Von Tillmann Bauer
Flensburg. Kurz vor dem Anpfiff verirrte sich ein alter Bekannter an den Spielfeldrand. Nikolaj Jacobsen, der ehemalige Trainer der Rhein-Neckar Löwen, war aus seiner dänischen Heimat angereist, um seinen ehemaligen Schützlingen zuzuschauen. Lachend stand er an der Grenze zur Zuschauertribüne, herzte unter anderem seine Freunde Patrick Groetzki und Uwe Gensheimer. Vielleicht hatte der Handball-Experte schon so eine Vorahnung: Nach dem Bundesliga-Spitzenspiel zwischen der SG Flensburg-Handewitt und den Rhein-Neckar Löwen konnte er seinem Herzensverein nämlich nicht gratulieren, denn für die Badener gab es gestern im Norden keine Punkte – mit 30:27 ging das Duell an den deutschen Meister.
Wiedersehen mit Jacobsen
"Die Löwen haben eigentlich echt gut gespielt", sagte der Weltmeister-Trainer nach dem Schlusspfiff im Kabinengang: "Es hätte auch anders ausgehen können."
Doch zum Anfang: Es wird wohl auch für Urlauber Jacobsen überraschend gewesen sein, als er sah, wer sich da zum Anpfiff an der Mittellinie aufstellte. Dass er seinen Freund Andy Schmid, den zuletzt eine Bauchmuskelzerrung plagte, nicht von Anfang an beobachten konnte, wird ihn wohl weniger gewundert haben als der Fakt, dass Gensheimer den Anpfiff ebenfalls nur von der Löwen-Bank hörte. Gensheimers Kollege auf Linksaußen, Jerry Tollbring, bekam den Vorzug.

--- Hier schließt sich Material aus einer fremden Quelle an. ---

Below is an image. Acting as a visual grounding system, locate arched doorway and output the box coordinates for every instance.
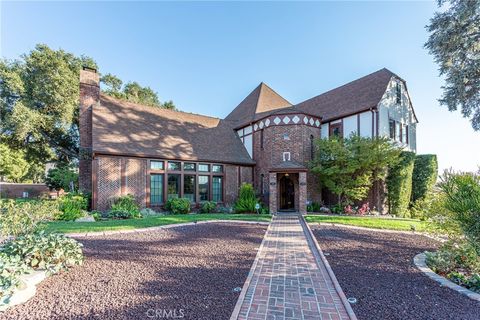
[279,173,295,210]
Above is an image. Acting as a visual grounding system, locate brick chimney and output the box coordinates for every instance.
[78,67,100,193]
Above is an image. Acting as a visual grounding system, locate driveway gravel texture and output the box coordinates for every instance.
[0,223,267,320]
[311,224,480,320]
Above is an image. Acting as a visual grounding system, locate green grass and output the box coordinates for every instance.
[46,213,271,233]
[306,215,431,232]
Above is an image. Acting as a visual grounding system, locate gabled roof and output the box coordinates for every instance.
[225,82,292,126]
[92,94,255,164]
[295,68,403,121]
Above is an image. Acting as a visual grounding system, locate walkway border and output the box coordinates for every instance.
[65,217,273,238]
[230,216,274,320]
[299,215,357,320]
[413,253,480,302]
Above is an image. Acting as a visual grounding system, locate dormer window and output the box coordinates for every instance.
[396,82,402,104]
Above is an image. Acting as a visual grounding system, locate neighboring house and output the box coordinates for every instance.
[80,69,417,213]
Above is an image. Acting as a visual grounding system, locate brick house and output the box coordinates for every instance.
[80,69,417,213]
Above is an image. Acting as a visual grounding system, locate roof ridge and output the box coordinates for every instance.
[100,92,222,120]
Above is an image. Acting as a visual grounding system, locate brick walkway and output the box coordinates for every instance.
[232,214,354,320]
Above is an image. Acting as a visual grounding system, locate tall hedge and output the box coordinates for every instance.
[411,154,438,204]
[386,151,415,217]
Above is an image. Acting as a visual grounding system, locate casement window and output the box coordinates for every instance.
[212,176,223,202]
[167,174,180,199]
[150,174,163,205]
[183,174,196,202]
[395,82,402,104]
[310,134,315,160]
[388,119,395,140]
[198,176,210,201]
[330,122,343,138]
[150,161,164,170]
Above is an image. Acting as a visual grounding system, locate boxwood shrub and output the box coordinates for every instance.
[386,151,415,217]
[412,154,438,204]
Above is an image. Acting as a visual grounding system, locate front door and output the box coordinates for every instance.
[280,175,295,210]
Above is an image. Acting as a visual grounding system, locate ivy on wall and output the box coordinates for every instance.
[386,151,415,217]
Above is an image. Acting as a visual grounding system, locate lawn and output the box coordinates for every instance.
[306,215,430,232]
[46,213,271,233]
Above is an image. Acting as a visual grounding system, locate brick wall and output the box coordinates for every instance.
[79,70,100,192]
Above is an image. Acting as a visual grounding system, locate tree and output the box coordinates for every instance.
[425,0,480,131]
[45,166,78,191]
[311,135,400,205]
[0,44,177,165]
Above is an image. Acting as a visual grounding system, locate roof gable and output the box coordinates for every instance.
[225,82,292,125]
[92,94,254,164]
[295,68,401,121]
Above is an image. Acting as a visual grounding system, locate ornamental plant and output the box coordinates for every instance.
[165,198,190,214]
[0,231,83,273]
[234,183,259,213]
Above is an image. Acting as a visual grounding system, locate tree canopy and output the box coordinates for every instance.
[0,44,174,179]
[311,135,401,204]
[425,0,480,131]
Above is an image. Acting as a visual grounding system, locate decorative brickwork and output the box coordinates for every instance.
[124,159,147,208]
[96,157,122,211]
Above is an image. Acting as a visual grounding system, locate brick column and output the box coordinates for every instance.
[268,172,278,214]
[298,172,307,214]
[78,68,100,192]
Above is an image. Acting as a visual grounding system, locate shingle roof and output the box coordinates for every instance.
[92,94,255,164]
[294,68,403,121]
[225,82,292,126]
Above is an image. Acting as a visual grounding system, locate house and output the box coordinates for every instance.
[80,69,417,213]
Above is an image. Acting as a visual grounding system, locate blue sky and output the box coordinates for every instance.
[1,2,480,174]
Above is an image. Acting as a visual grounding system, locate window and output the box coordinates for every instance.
[212,177,223,202]
[402,125,408,144]
[183,162,195,171]
[396,82,402,104]
[310,134,315,160]
[183,175,195,202]
[212,164,223,172]
[260,130,263,150]
[388,120,395,140]
[198,176,210,201]
[260,173,265,196]
[198,163,210,172]
[150,161,163,170]
[167,174,180,199]
[330,122,343,138]
[168,161,180,171]
[150,174,163,206]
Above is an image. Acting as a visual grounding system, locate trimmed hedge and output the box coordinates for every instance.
[386,151,415,217]
[411,154,438,205]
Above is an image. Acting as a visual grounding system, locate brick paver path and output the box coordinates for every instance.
[232,214,350,320]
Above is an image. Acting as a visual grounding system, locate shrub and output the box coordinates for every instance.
[165,198,190,214]
[234,183,258,213]
[108,194,142,219]
[0,252,29,300]
[55,193,88,221]
[0,231,83,273]
[0,200,59,237]
[411,154,438,204]
[386,151,415,217]
[440,171,480,255]
[200,201,217,213]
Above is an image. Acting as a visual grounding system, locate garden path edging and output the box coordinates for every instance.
[65,220,270,238]
[413,253,480,302]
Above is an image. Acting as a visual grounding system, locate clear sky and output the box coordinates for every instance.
[1,1,480,171]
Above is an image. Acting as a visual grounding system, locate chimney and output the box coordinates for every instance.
[78,67,100,193]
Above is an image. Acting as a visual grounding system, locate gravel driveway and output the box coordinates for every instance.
[312,224,480,320]
[0,223,266,320]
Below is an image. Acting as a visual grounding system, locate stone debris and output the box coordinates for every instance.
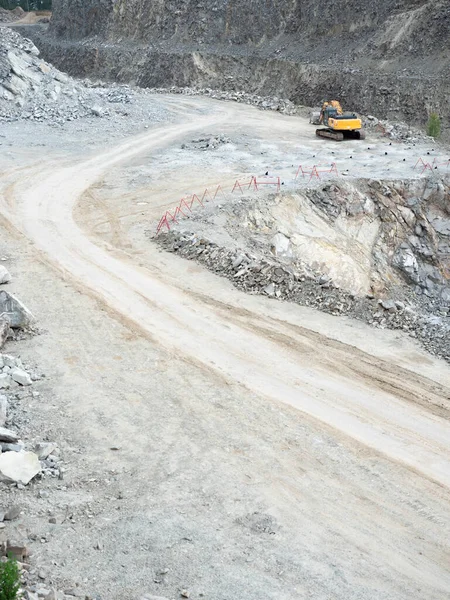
[147,86,298,115]
[156,180,450,360]
[0,450,42,485]
[0,427,19,444]
[0,265,11,284]
[0,290,34,329]
[0,395,8,428]
[3,504,21,521]
[181,134,231,150]
[0,6,25,23]
[0,354,36,390]
[0,318,11,348]
[0,27,134,124]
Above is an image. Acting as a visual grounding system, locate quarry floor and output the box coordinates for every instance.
[0,96,450,600]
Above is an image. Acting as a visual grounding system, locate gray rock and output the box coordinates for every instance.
[10,367,32,385]
[0,290,34,329]
[0,265,11,284]
[0,395,8,427]
[0,450,41,485]
[0,318,11,348]
[441,287,450,305]
[380,300,397,312]
[34,442,56,460]
[393,247,419,283]
[1,354,17,369]
[0,373,11,390]
[4,504,22,521]
[0,427,19,444]
[0,443,24,452]
[264,283,275,296]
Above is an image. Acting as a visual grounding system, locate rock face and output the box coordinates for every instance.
[0,290,34,329]
[157,177,450,360]
[0,450,41,485]
[23,0,450,136]
[0,27,136,124]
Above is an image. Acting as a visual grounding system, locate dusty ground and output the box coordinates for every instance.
[0,98,450,600]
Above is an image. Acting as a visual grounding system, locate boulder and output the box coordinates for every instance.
[0,394,8,427]
[0,373,11,390]
[0,319,11,348]
[4,504,22,521]
[271,233,292,256]
[0,451,41,485]
[0,290,34,329]
[34,442,56,460]
[0,265,11,283]
[0,427,19,444]
[9,367,33,385]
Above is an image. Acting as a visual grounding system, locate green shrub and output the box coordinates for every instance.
[427,112,441,139]
[0,558,20,600]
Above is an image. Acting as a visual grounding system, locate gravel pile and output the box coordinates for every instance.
[0,28,134,125]
[147,86,298,115]
[156,231,450,361]
[0,6,25,23]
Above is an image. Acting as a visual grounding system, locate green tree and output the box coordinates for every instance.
[427,112,441,139]
[0,558,20,600]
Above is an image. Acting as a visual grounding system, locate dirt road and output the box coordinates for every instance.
[3,99,450,598]
[4,98,450,487]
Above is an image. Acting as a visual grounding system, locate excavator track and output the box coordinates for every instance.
[316,129,366,142]
[316,129,344,142]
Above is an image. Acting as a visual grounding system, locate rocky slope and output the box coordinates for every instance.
[156,176,450,360]
[19,0,450,137]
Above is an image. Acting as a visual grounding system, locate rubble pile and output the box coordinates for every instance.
[156,231,450,361]
[181,134,231,150]
[146,86,298,115]
[152,177,450,360]
[363,115,434,144]
[0,6,25,23]
[0,28,134,125]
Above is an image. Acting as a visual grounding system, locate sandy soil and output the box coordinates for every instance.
[1,98,450,600]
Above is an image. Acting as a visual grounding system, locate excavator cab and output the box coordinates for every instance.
[316,100,366,142]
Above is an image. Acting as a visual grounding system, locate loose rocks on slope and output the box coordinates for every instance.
[0,27,133,125]
[152,178,450,360]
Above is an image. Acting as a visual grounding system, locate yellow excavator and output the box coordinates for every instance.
[316,100,366,142]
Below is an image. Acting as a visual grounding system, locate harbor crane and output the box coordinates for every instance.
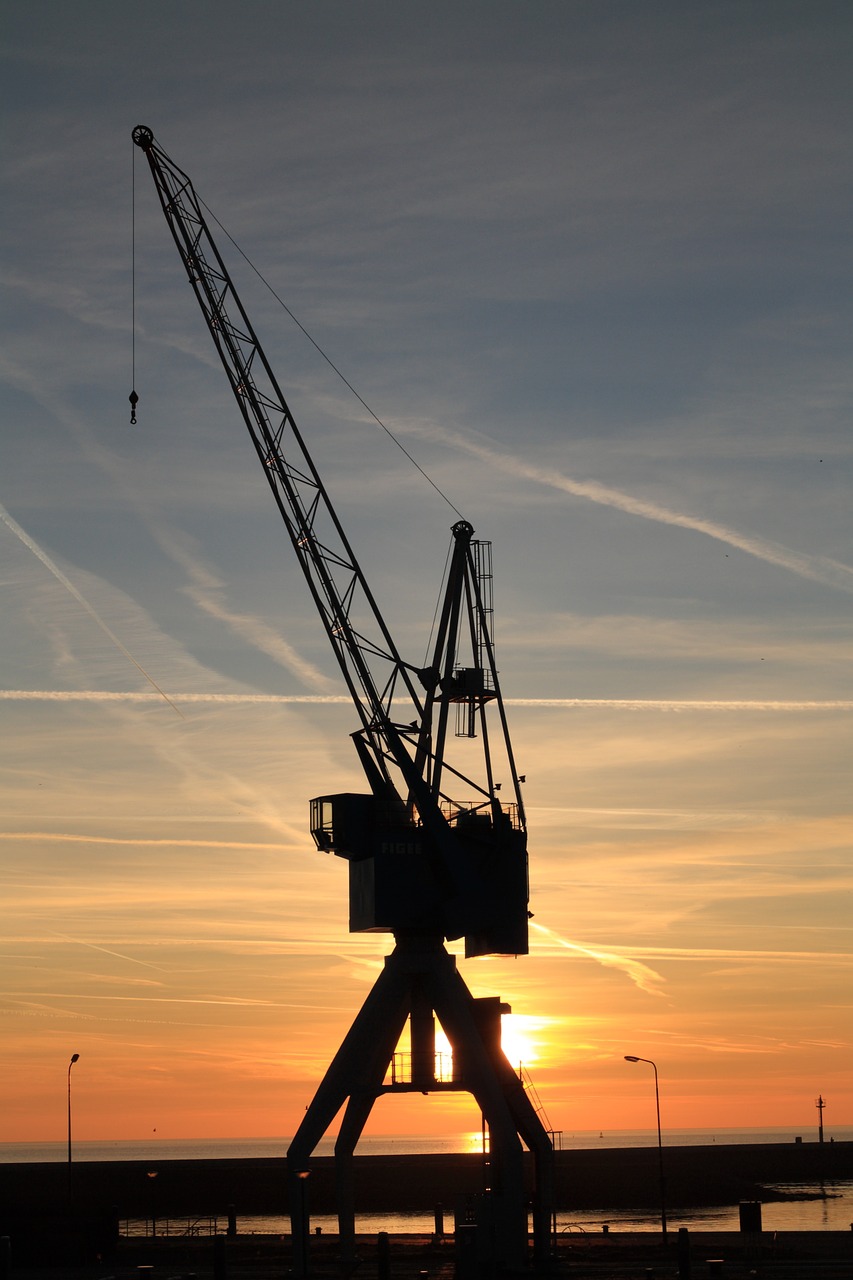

Es sollte aber nicht lange dauern, bis Kristjan Andresson seine zwei Leistungsträger aufs Feld schickte: Weil die Begegnung zwar eng war, man sich im Angriff gegen die dicht gestaffelte Flensburger Defensive schwer tat, warf der Coach die Freunde und Geschäftspartner Gensheimer und Schmid nach einer guten Viertelstunde in die Begegnung. Und mit dem Schweizer Mittelmann kam – wie zu erwarten – mehr Kreativität in die Offensive. Schmid spielte clever und nahm bewusst das Tempo aus den eigenen Aktionen. Die Löwen agierten häufig nahe am Zeitspiel, schafften es aber trotzdem fast immer, den Ball im Flensburger Tor unterzubringen.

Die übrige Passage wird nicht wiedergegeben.